Heureusement elles n’avaient pas long chemin à faire, les petites Turques, en suivant le bord asiatique, pour atteindre leur vieux quai de marbre, toujours si bien gardé, où leurs nègres les attendaient. Mais André, qui avait à traverser le détroit et à le remonter vent debout, n’arriva qu’à la nuit, ses bateliers ruisselants de sueur et d’eau de mer, les vestes de velours, les broderies d’or trempées et lamentables. À l’arrière-saison, les retours des Eaux-Douces ont de ces surprises, qui sont les premières agressions du vent de Russie, et qui serrent le cœur, comme l’accourcissement des jours.
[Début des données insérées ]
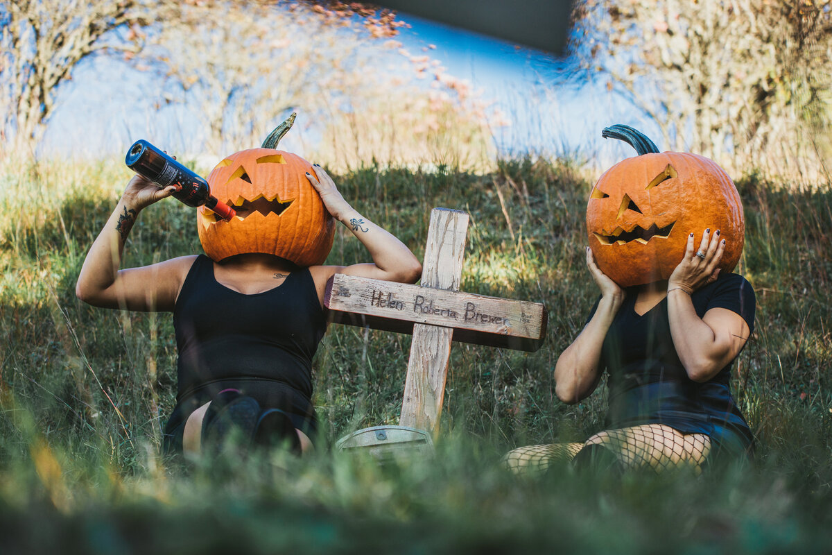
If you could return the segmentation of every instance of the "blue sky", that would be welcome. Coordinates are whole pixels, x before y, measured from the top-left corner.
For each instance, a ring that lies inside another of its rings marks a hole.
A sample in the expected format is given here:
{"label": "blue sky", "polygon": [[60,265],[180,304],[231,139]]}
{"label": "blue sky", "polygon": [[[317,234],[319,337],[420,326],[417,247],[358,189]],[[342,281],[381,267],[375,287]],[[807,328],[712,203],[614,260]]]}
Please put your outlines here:
{"label": "blue sky", "polygon": [[[620,146],[601,138],[601,130],[627,113],[620,101],[598,84],[581,88],[558,84],[566,61],[467,31],[409,17],[409,29],[398,37],[413,53],[426,51],[452,75],[471,82],[484,98],[493,99],[511,121],[494,130],[505,155],[532,152],[620,159]],[[136,133],[186,141],[185,118],[160,118],[131,83],[146,78],[125,64],[99,57],[77,68],[73,83],[62,92],[50,124],[46,148],[74,156],[97,157],[122,151]],[[171,125],[172,122],[172,125]],[[135,137],[133,137],[135,138]]]}

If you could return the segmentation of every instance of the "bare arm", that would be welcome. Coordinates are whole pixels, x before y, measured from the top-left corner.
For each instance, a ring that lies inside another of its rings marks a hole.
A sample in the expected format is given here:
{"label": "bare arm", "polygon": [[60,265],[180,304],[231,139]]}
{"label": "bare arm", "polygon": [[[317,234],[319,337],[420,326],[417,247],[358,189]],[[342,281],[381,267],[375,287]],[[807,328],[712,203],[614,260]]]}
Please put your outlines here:
{"label": "bare arm", "polygon": [[667,316],[671,335],[679,359],[688,377],[705,382],[733,360],[748,340],[748,324],[742,316],[727,309],[711,309],[700,318],[691,294],[716,280],[716,265],[722,258],[726,240],[706,230],[699,250],[693,251],[694,236],[688,237],[685,257],[667,283]]}
{"label": "bare arm", "polygon": [[601,348],[624,300],[624,292],[601,271],[588,247],[587,266],[601,288],[602,297],[595,314],[555,364],[555,394],[568,404],[577,403],[597,387],[603,369],[599,368]]}
{"label": "bare arm", "polygon": [[[415,283],[422,275],[418,259],[404,243],[393,234],[376,225],[354,209],[344,200],[332,178],[320,166],[315,166],[318,179],[306,174],[334,218],[347,226],[353,235],[369,251],[371,264],[356,264],[351,266],[317,266],[310,269],[315,282],[322,285],[335,273],[360,275],[374,280]],[[323,298],[323,297],[322,297]]]}
{"label": "bare arm", "polygon": [[95,306],[128,310],[172,310],[193,256],[142,268],[119,270],[124,244],[139,212],[170,196],[175,187],[160,190],[136,176],[127,185],[116,210],[92,243],[78,275],[75,292]]}

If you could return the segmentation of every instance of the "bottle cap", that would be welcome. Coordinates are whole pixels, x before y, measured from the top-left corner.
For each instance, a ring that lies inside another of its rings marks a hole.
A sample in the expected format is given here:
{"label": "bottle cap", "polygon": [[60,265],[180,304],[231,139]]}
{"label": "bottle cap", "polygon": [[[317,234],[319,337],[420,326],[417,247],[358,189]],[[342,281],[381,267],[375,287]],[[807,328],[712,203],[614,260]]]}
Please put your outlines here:
{"label": "bottle cap", "polygon": [[220,201],[216,201],[216,206],[212,207],[210,211],[225,221],[230,221],[231,218],[236,215],[236,211],[233,208]]}

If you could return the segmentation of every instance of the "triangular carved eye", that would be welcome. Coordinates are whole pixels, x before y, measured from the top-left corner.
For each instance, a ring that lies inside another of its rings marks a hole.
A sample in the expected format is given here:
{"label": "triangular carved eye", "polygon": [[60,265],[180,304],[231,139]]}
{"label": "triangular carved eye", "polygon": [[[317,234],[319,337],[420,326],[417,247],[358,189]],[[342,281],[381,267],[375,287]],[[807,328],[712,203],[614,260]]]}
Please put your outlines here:
{"label": "triangular carved eye", "polygon": [[249,177],[249,174],[245,173],[245,168],[240,166],[240,167],[238,167],[236,170],[234,171],[234,173],[231,174],[231,176],[228,178],[227,181],[225,181],[225,185],[228,185],[229,183],[238,178],[243,180],[244,181],[248,181],[249,183],[251,182],[251,178]]}
{"label": "triangular carved eye", "polygon": [[639,214],[643,213],[639,209],[638,206],[632,201],[632,199],[630,198],[629,195],[624,195],[624,198],[622,199],[622,206],[618,208],[618,216],[616,217],[617,218],[622,217],[622,215],[624,214],[624,211],[626,210],[631,210],[635,212],[638,212]]}
{"label": "triangular carved eye", "polygon": [[589,196],[591,199],[606,199],[609,195],[601,191],[597,187],[592,189],[592,194]]}
{"label": "triangular carved eye", "polygon": [[660,185],[661,183],[666,181],[668,179],[674,179],[678,176],[679,173],[676,171],[676,168],[668,164],[667,167],[666,167],[661,171],[661,173],[654,177],[652,181],[647,184],[647,186],[645,187],[645,191],[650,191],[653,187]]}

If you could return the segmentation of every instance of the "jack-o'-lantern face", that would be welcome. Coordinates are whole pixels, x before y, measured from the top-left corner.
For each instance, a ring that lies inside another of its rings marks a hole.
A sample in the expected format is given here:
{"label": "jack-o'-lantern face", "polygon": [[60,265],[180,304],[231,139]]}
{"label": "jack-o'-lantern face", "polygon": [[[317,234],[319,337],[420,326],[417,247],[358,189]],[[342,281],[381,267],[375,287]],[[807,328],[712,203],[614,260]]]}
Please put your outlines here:
{"label": "jack-o'-lantern face", "polygon": [[[291,121],[294,114],[288,126]],[[307,171],[316,175],[300,156],[275,148],[241,151],[220,161],[208,176],[208,185],[237,214],[225,221],[200,207],[197,229],[206,254],[217,261],[256,252],[300,266],[322,264],[332,248],[335,223],[306,179]]]}
{"label": "jack-o'-lantern face", "polygon": [[688,235],[695,234],[698,247],[708,228],[726,240],[720,267],[733,270],[745,242],[745,217],[725,171],[696,154],[660,153],[626,126],[607,127],[604,136],[627,141],[639,156],[607,170],[590,194],[587,230],[601,270],[622,287],[666,280],[681,261]]}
Chez lui, où il ramenait en hâte ses rameurs transis pour les réchauffer, il entendit en arrivant une musiquette étrange, qui emplissait la maison ; une musiquette un peu comme celle que les bergers faisaient à l’heure du soleil couchant, en face, dans les bois et les vallées de Béicos d’Asie ; sur des notes graves, un air monotone, rapide, beaucoup plus vif qu’une tarentelle ou une fugue, et avec cela, lugubre, à en pleurer. C’était un de ses domestiques turcs qui soufflait à pleins poumons dans une longue flûte, se révélant tout à coup grand virtuose en turlututu plaintif et sauvage.
– Et où as-tu appris ? lui demanda-t-il.
– Dans mon pays, dans la montagne, près d’Eski-Chéhir, je jouais comme ça, le soir, quand je faisais rentrer les chèvres de mon père.
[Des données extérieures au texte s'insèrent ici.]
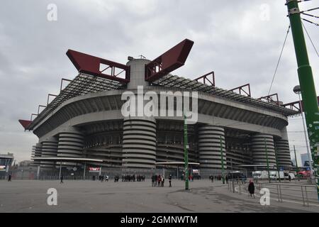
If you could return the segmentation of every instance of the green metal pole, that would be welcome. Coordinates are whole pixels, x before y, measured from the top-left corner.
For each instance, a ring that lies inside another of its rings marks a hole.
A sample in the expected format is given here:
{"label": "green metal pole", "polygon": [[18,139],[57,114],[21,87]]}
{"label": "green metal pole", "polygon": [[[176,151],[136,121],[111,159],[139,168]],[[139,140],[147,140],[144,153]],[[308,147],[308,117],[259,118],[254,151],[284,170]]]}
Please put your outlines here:
{"label": "green metal pole", "polygon": [[268,160],[267,145],[266,143],[266,138],[264,138],[264,150],[266,151],[266,161],[267,163],[268,180],[269,181],[270,183],[269,160]]}
{"label": "green metal pole", "polygon": [[295,145],[293,145],[293,151],[294,151],[294,153],[295,153],[296,170],[297,171],[297,175],[298,175],[298,172],[299,172],[299,168],[298,167],[297,155],[296,155],[296,148],[295,148]]}
{"label": "green metal pole", "polygon": [[184,159],[185,162],[185,190],[189,189],[189,141],[186,116],[184,115]]}
{"label": "green metal pole", "polygon": [[277,153],[276,150],[276,146],[275,146],[275,157],[276,157],[276,167],[277,168],[277,172],[278,172],[278,178],[279,179],[279,182],[281,182],[281,179],[280,179],[280,171],[279,171],[279,168],[278,166],[278,158],[277,158]]}
{"label": "green metal pole", "polygon": [[220,135],[220,157],[221,157],[221,164],[222,164],[223,184],[225,184],[224,156],[223,154],[223,138],[222,138],[221,135]]}
{"label": "green metal pole", "polygon": [[319,146],[319,109],[313,72],[308,57],[307,47],[303,35],[298,0],[286,0],[288,16],[295,46],[298,64],[298,76],[301,89],[303,110],[306,116],[308,134],[317,180],[317,193],[319,200],[318,146]]}

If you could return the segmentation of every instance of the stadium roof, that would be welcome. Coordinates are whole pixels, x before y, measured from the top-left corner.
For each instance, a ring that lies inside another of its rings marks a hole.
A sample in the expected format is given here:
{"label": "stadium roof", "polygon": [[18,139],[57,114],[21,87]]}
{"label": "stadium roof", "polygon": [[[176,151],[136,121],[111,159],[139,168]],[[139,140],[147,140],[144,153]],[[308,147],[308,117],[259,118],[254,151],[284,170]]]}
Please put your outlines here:
{"label": "stadium roof", "polygon": [[181,89],[189,89],[191,91],[202,92],[218,96],[224,97],[228,99],[237,101],[245,104],[271,109],[276,112],[279,112],[284,116],[291,116],[298,114],[298,111],[279,106],[275,102],[267,102],[260,99],[254,99],[248,96],[235,93],[234,92],[223,89],[217,87],[204,84],[196,80],[191,80],[172,74],[166,75],[161,79],[155,81],[153,84],[175,87]]}
{"label": "stadium roof", "polygon": [[[280,106],[274,102],[264,101],[248,96],[239,94],[232,91],[223,89],[216,87],[203,84],[196,80],[172,75],[171,74],[152,82],[152,84],[201,92],[228,99],[270,109],[279,112],[286,116],[295,115],[298,113],[296,111]],[[63,102],[71,98],[88,93],[121,89],[125,89],[125,87],[126,84],[123,84],[119,82],[87,74],[79,73],[61,91],[60,94],[57,95],[42,112],[38,114],[37,117],[26,127],[26,130],[33,130],[35,126],[41,122],[42,120],[45,119],[50,113],[60,106]]]}
{"label": "stadium roof", "polygon": [[123,84],[99,77],[79,73],[61,92],[40,113],[26,130],[32,130],[64,101],[88,93],[114,90],[123,88]]}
Eh bien ! il ne manquait plus qu’une musique pareille, pour compléter l’angoisse, sans cause et sans nom, d’une telle soirée…
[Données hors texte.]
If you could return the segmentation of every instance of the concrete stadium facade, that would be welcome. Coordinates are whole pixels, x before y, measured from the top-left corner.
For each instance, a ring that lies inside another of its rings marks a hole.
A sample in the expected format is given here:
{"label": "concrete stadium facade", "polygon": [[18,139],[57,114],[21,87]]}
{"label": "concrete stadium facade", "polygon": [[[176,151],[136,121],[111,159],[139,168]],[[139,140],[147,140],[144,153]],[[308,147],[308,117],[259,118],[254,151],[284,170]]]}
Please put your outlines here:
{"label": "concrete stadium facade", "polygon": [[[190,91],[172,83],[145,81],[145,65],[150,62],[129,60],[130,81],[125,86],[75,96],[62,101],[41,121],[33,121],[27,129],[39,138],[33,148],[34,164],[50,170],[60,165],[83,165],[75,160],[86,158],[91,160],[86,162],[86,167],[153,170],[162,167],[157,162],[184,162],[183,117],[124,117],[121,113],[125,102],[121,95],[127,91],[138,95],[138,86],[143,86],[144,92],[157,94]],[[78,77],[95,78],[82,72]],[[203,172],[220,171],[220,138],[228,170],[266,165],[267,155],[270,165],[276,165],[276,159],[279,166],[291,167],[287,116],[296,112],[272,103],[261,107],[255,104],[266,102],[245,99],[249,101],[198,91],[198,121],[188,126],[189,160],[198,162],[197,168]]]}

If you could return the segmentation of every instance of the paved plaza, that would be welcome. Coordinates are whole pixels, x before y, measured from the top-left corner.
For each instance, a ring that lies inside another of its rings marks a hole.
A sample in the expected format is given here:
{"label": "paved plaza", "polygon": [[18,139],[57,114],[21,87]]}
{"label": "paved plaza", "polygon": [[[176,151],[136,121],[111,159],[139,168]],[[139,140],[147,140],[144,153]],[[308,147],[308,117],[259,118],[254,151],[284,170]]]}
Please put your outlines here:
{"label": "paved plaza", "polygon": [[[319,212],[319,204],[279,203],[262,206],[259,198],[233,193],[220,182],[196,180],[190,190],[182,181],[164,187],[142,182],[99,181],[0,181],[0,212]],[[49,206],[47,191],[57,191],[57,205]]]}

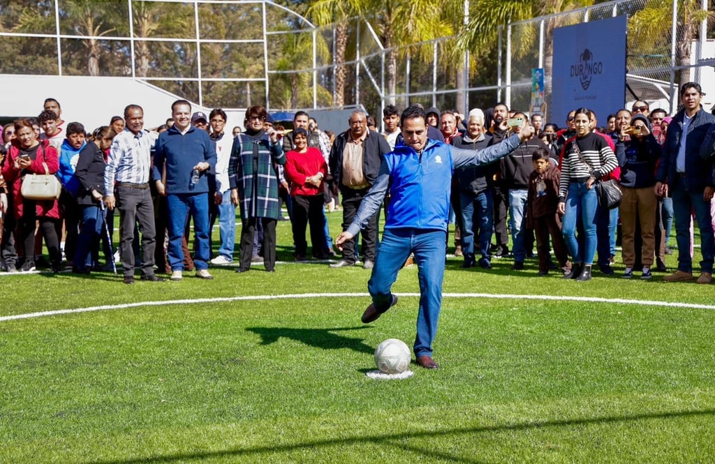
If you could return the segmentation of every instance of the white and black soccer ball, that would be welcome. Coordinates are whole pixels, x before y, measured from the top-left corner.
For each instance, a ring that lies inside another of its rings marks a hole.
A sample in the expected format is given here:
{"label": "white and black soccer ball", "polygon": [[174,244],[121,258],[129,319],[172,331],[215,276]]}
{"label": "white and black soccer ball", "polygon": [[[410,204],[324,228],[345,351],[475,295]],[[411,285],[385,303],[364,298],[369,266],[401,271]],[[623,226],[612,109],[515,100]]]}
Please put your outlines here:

Et longtemps cet air de flûte, qu’André se faisait rejouer au crépuscule, conserva le pouvoir d’évoquer pour lui tout l’indicible de ces choses réunies : le retour des Eaux-Douces pour la dernière fois ; les trois petits fantômes noirs, sur une mer agitée, rentrant à la nuit tombante s’ensevelir dans leur sombre harem, au pied de la montagne et des bois ; le premier coup de vent d’automne ; les pelouses d’Asie semées de colchiques violets et de feuilles jaunes ; la fin de la saison au Bosphore, l’agonie de l’été…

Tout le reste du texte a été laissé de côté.